Tumgik
#jajak rasa nusantara
nanananski · 7 years
Text
[Review] Jejak Rasa Nusantara: Membongkar sejarah selera Indonesia
Tumblr media
Karena sudah lama nggak nulis review buku, jadi kali ini saya review Jejak Rasa Nusantara: Sejarah Makanan Indonesia. Sebuah buku sejarah tentang perjalanan kuliner dan/atau gastronomi di Indonesia karya Fadly Rahman. 
Sebenarnya, saya agak berat nulis review ini. Bukan karena malas, tapi berat karena ilmu dan kemampuan otak saya yang tak seberapa pintar ini, trus sok-sokan review buku. Buku sejarah lagi yang di-review dan buku ini pengembangan dari tesis (kalo bener yaaa…) sang penulis.  
Jadi bahasa dalam buku ini seperti bahasa tesis, ilmiah. Buat saya dengan kemampuan pas-pasan (millennial yang nggak pintar), agak susah mencerna. Harus baca berulang-ulang, karena bingung, dalam hati bilang: “ini maksudnya gimana sih?”. Hahaha. Tapi, nggak masalah sih, soalnya banyak informasi penting di dalamnya. 
Menurut saya, buku ini seperti membongkar sejarah makanan –yang tersaji di meja makan, meja warung juga boleh– yang disantap orang Indonesia setiap hari. Mulai dari cikal bakal benih, daerah surplus biji-bijian, penyebaran tanaman & hewan ternak, berbagai jenis makanan seluruh Nusantara, cara mengolah makanan, pengaruh makanan Eropa, kemunculan buku resep masakan. 
Jangan sedih, buku juga membahas soal penelitian gizi makanan, Kebun Raya Bogor sebagai pusat penelitian botani, informasi ekspor-impor produk Indonesia ke mancanegara atau sebaliknya, makna sebuah makanan bagi orang-orang kolonial dan rakyat jelata –saya banget nih rakyat jelata–, selera makan orang Belanda dan Nusantara, krisis pangan zaman Jepang sampai pemerintahan Soekarno, hingga pembahasan swasembada beras era Orde Baru.
Tumblr media
Setelah membaca buku ini, saya jadi tahu dari mana asal kecap. Jadi kecap itu berasal dari kedelai.
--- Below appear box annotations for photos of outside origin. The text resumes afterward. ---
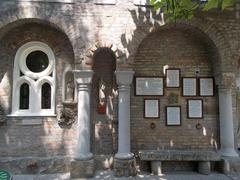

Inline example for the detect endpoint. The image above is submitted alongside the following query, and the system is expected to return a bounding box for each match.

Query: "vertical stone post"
[218,75,238,157]
[114,70,136,176]
[71,70,94,178]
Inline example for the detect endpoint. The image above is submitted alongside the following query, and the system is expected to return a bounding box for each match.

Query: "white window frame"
[10,41,56,116]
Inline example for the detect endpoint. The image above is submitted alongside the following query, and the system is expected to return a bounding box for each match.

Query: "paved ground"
[13,171,240,180]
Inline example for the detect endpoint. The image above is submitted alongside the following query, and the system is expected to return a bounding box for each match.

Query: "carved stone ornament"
[0,105,6,125]
[57,104,77,127]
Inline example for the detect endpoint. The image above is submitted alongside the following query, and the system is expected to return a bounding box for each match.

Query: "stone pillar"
[218,76,238,157]
[71,70,94,178]
[114,70,136,176]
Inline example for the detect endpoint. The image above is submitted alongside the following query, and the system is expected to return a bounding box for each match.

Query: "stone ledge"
[0,156,71,174]
[139,150,221,161]
[217,157,240,174]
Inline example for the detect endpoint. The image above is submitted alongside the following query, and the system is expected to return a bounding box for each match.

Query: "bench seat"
[139,150,221,175]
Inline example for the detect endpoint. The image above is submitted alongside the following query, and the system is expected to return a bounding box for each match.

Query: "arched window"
[42,83,51,109]
[12,41,55,116]
[19,83,29,109]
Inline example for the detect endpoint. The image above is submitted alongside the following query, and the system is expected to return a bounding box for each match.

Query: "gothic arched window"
[12,41,55,116]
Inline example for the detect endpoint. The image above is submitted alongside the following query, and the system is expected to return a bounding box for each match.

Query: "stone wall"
[131,27,219,153]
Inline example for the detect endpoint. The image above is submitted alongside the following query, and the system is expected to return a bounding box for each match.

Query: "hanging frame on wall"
[144,99,160,119]
[187,99,203,119]
[166,68,181,88]
[182,77,198,97]
[199,77,215,97]
[165,106,181,126]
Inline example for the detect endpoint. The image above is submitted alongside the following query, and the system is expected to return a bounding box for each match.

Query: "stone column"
[218,76,238,157]
[71,70,94,178]
[114,70,136,176]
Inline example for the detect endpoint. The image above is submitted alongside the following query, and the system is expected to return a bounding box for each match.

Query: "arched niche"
[91,47,117,155]
[62,67,77,104]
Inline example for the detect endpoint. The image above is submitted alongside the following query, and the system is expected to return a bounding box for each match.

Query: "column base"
[217,157,240,174]
[114,157,137,177]
[151,161,162,176]
[70,159,95,178]
[198,161,211,175]
[220,148,239,157]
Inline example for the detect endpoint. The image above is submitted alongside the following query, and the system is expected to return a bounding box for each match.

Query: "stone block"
[151,161,162,176]
[217,157,240,174]
[198,161,211,175]
[114,158,137,177]
[70,159,95,178]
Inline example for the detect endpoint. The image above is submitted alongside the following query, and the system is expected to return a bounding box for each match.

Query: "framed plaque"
[166,68,180,88]
[199,77,214,96]
[166,106,181,126]
[187,99,203,119]
[135,77,164,96]
[144,99,160,118]
[182,77,197,96]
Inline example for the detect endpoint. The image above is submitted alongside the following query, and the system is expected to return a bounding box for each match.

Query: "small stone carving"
[66,80,74,102]
[58,107,77,126]
[0,105,6,125]
[98,78,106,114]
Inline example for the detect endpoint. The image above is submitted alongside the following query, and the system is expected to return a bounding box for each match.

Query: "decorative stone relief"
[0,105,6,125]
[57,104,77,127]
[62,67,77,104]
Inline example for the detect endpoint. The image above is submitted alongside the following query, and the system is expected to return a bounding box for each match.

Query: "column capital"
[216,73,235,89]
[73,70,94,84]
[115,70,135,85]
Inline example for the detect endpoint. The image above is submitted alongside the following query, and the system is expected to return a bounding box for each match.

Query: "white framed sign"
[187,99,203,119]
[199,77,214,96]
[135,77,164,96]
[166,68,180,88]
[182,77,197,96]
[144,99,160,118]
[166,106,181,126]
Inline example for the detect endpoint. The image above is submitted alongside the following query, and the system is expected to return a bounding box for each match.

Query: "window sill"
[7,113,57,117]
Kabarnya, kedelai merupakan biji-bijian yang dibawa oleh orang Tiongkok yang bermigrasi ke Nusantara. Mereka juga memperkenalkan cara menanam dan mengolahnya. Alhasil mereka sakses mengolah tahu, tempe, tauco, dan kecap.
Mungkin mereka juga yang mengenalkan keripik tempe ke kita, mungkin loh ya.
Makanan yang ada saat ini di Indonesia –berdasarkan penulis– adalah hasil percampuran budaya Eropa (Portugis, Prancis, Belanda), Arab, India, dan Tiongkok. Ada sih makanan khas Indonesia, tetapi lambat laun beberapa makanan asli atau pendatang menyesuaikan diri, baik dari segi rasa, bahan, bentuk, dan cara memakannya. Sehingga membentuk selera yang disukai masyarakat Indonesia. Soal selera, penulis sedikit menjelaskan kenapa masakan Sumatera cenderung pedas, kuliner Jawa cenderung manis, atau makanan Sulawesi ekstrim/nggak lazim.
Dulu, orang Indonesia kalo makan cuman pakai daun pisang dan makan dengan tangan. Satu pincuk –wadah berbentuk kerucut dari daun pisang– untuk satu orang. Setelah kedatangan kolonial Belanda, masyarakat mulai kenal penggunaan piring, sendok, dan garpu. Kedatangan orang Arab, makan pun secara komunal. Jadi ada piring segede Optimus Prime diisi nasi dan lauk-pauk, makanan tersebut disajikan untuk beberapa orang. Mereka makan bersama-sama –dengan tangan– dalam satu tempat. Sebelumnya harus cuci tangan dulu, loh.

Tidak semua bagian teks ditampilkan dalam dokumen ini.